Carbon tax could pay off for Canada
Canada could pull in big bucks from a carbon pricing system, according to a report released today by the country’s leading environmental activist.
The report from the David Suzuki Foundation says a carbon tax or cap and trade system could generate revenue of at least Cdn$50 billion per year by 2020.
The bold claim comes less than a week after British Columbia became the second province in the country to introduce a carbon tax system, setting a price of Cdn$10 per tonne, going up to Cdn$30 per tonne in five years.
Quebec started collecting a carbon tax on hydrocarbons last year.
Today’s report asserts that the Cdn$50 billion figure is the low-end, with a phased-in carbon price potentially generating as much as Cdn$100 billion for the country.

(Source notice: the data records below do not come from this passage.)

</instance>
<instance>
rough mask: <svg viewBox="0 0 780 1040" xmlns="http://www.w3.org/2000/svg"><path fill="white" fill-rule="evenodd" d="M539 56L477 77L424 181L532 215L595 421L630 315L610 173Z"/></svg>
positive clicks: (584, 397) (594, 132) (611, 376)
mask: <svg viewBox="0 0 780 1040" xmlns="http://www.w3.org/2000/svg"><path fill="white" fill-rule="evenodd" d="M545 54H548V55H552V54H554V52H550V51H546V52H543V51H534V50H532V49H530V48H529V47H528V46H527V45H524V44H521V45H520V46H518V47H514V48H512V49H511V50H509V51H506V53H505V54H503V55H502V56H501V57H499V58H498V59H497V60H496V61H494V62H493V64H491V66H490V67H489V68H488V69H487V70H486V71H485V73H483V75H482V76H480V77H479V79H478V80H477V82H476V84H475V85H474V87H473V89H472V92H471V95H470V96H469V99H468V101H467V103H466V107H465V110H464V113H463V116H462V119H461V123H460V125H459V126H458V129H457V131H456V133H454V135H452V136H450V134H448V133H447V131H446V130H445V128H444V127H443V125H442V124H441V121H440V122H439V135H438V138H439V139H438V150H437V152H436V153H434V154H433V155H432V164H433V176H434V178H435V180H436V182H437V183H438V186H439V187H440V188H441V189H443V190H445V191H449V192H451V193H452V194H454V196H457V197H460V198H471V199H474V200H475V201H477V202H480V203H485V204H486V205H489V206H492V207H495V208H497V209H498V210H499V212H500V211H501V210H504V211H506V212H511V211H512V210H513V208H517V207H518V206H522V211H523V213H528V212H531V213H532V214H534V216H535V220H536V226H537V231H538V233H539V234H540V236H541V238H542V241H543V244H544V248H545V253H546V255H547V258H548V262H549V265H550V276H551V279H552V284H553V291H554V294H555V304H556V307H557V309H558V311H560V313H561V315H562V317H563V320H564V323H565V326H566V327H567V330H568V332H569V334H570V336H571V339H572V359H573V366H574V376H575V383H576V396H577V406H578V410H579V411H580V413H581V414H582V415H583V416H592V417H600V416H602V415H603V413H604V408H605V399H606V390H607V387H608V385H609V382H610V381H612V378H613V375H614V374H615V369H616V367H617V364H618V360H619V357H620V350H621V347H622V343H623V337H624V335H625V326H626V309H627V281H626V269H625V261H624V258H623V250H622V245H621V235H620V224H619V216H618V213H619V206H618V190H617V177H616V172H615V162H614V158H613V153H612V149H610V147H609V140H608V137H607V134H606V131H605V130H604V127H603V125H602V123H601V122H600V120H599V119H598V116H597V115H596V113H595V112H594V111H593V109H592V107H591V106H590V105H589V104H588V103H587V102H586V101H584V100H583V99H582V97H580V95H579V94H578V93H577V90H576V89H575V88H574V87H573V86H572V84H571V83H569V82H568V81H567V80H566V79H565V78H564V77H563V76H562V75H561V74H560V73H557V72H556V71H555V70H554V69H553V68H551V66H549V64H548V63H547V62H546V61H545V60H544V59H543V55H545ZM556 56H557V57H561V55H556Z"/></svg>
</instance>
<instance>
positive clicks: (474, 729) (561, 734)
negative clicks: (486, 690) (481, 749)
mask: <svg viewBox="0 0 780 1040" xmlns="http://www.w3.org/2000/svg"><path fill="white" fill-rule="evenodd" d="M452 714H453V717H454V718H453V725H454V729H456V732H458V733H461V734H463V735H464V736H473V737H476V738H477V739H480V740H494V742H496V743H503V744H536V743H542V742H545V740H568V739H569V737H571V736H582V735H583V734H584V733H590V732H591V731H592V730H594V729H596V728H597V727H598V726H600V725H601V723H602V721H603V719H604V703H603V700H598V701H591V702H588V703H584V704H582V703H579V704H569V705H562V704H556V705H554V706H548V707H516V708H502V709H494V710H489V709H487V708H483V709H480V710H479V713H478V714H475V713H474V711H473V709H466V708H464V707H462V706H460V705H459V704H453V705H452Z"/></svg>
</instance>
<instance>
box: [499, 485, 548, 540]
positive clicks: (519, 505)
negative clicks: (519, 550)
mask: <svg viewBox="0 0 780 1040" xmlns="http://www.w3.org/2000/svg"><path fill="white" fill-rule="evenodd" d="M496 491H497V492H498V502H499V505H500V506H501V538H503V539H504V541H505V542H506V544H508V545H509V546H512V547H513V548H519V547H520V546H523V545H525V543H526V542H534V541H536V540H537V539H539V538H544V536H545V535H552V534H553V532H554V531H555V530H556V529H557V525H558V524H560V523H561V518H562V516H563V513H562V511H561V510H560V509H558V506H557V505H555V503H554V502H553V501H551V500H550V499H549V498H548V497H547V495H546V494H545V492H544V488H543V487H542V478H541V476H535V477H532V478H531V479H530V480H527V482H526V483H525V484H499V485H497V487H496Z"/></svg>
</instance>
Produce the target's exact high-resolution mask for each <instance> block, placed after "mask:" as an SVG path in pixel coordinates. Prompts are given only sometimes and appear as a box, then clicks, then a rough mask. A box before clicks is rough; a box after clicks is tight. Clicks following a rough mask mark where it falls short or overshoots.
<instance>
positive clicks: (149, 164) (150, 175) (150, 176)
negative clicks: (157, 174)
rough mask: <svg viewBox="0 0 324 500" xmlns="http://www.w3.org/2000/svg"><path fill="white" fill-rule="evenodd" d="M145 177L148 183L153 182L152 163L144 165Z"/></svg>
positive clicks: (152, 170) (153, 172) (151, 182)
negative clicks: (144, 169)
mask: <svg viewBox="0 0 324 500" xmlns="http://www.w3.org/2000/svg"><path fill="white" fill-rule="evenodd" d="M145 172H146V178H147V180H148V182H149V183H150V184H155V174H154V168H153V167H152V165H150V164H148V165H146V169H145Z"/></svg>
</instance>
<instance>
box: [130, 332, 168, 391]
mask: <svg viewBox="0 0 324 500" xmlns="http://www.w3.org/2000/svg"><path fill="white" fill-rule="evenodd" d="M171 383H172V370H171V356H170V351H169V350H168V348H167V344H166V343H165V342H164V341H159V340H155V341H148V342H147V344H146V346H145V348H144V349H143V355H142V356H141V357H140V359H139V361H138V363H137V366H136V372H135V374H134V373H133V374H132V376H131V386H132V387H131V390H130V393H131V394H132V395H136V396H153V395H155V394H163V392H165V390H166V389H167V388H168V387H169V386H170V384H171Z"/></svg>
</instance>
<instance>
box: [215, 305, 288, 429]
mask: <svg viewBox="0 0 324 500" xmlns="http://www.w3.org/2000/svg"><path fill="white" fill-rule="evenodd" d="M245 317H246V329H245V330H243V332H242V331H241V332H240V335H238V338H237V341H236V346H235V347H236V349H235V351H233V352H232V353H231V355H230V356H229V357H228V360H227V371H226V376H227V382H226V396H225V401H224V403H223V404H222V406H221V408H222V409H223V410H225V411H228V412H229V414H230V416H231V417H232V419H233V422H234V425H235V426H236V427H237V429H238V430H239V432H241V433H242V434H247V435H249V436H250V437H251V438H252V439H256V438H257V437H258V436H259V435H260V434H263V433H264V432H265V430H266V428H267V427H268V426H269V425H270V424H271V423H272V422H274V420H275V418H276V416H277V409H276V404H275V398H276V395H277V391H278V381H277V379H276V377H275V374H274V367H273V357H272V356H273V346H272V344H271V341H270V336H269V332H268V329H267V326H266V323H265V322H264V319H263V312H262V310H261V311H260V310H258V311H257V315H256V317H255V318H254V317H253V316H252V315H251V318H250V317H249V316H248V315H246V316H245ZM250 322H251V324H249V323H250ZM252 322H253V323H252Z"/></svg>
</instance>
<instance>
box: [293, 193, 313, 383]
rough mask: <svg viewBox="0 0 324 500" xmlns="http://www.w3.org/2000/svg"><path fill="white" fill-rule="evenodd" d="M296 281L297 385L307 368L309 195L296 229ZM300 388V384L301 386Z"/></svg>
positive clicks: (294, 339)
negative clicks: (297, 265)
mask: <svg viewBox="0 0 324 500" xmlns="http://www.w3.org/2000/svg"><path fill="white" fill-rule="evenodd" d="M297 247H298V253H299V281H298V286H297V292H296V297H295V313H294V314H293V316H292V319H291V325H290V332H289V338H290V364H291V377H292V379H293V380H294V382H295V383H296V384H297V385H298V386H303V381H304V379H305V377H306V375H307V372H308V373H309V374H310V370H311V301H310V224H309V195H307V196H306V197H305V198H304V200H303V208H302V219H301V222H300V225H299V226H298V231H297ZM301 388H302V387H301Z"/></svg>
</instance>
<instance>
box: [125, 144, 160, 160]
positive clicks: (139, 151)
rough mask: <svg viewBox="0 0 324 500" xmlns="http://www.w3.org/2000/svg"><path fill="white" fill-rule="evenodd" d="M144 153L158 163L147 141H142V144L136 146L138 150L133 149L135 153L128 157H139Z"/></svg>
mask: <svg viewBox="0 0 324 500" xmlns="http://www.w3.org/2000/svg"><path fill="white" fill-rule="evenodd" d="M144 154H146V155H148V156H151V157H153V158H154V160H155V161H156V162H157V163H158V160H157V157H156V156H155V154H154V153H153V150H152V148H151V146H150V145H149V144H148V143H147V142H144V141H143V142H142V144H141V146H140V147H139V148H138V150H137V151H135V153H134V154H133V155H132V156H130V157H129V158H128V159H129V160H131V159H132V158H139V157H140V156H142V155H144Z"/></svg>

“If a relatively modest portion of the substantial revenue generated is earmarked towards green projects, the level of greenhouse reductions you get is even increased further, by approximately 10 percent,” Pierre Sadik, senior policy adviser at the foundation, told Cleantech.com.
He said the money could be used for renewable energy.
“Reducing the cost for wind power producers, solar power producers, geothermal producers, just reducing the cost per kilowatt hour a little bit.”
Last month, Norwegian consulting group Point Carbon said the cash value of the global carbon trading market in 2007 was $60 billion, up about 80 percent from 2006’s value of $33 billion (see Global carbon trading value almost doubles in 2007).
In Canada, Sadik said a portion of the potential revenues could be used to encourage people to make their homes more efficient.
He said could be used for the “installation of a high-efficiency furnace, or the addition of insulation, or triple-glaze thermal windows, that kind of thing.”
The non-profit foundation, started in 1990 by scientist, author and broadcaster David Suzuki, said the money raised could even be used to reduce personal income taxes.
Sadik said the foundation, as part of Canada’s Green Budget Coalition, presented the government with a proposal for a carbon pricing system about eight months ago, but it isn’t likely to be included in the federal budget, which is scheduled to be introduced in the House of Commons tomorrow.
“Unfortunately, all of the indications we’ve received from the government is that they will not be putting a price on carbon, either through a carbon tax or a meaningful cap and trade system,” he said.
The government is planning to introduce a trading system that involves intensity-based emissions, but Sadik said that approach would not cap emissions.
“The government is asking emitters to reduce the volume of emissions per unit of production, but, overall, if production continues to rise, emissions can of course continue to rise, even though production may become somewhat more carbon efficient,” he said.
The foundation’s study, called Pricing Carbon: Saving Green, was prepared by economist Mark Jaccard’s M.K. Jaccard and Associates in Vancouver and consultancy EnviroEconomics in Ottawa.
According to the foundation, several countries, including Germany, Norway, the U.K. and Sweden, have placed a price on carbon and that greenhouse gas emissions have subsequently decreased.
Sweden enacted a carbon tax system in 1991, setting a price of $100 per ton, which has since gone up to $150.
Sweden’s Ministry of Environment has estimated that the carbon tax has cut emissions by an additional 20 percent, as opposed to relying solely on regulations.
The David Suzuki Foundation said Canada’s economy could continue to grow rapidly even with the introduction of a carbon price of over Cdn$100 per ton.
“We’re trying to discourage activities that are problematic and harmful to society, such as the operation of carbon intensive facilities and the purchase of carbon intensive products,” said Sadik.
“Just like society’s done with cigarettes in the past when you want to discourage something.”
But the foundation also wants to encourage the use of sustainable products and services, not just discourage the release of greenhouse gases, and it recommends using a portion of the revenue to offset income taxes.
According to the report, if the entire revenue generated by a carbon price were used to offset income taxes, Canadians would experience a 50 percent average reduction in the income tax they pay.
While most of the savings would be offset by an increase in the cost of carbon intensive products, the report said Canadians would be free to buy what they wanted to maximize the income tax savings and to minimize the impact of the carbon price on their wallets.
The group said the same policy could be applied to corporate income taxes.
Sadik said the country needs to implement a system soon.
“The federal government is finding itself falling, falling, further and further behind,” he said.
With Quebec introducing a modest carbon tax last year, and British Columbia’s tax starting in July, Sadik said it’s possible that at least one more province could introduce a carbon price later this year, meaning three provinces with three different carbon tax systems.
He said that could lead to investors shopping around to see which areas have the lowest price on carbon.
“I don’t think anyone wants that. I don’t think anyone wants that kind of situation where we’ll have province pitted against province in Canada.”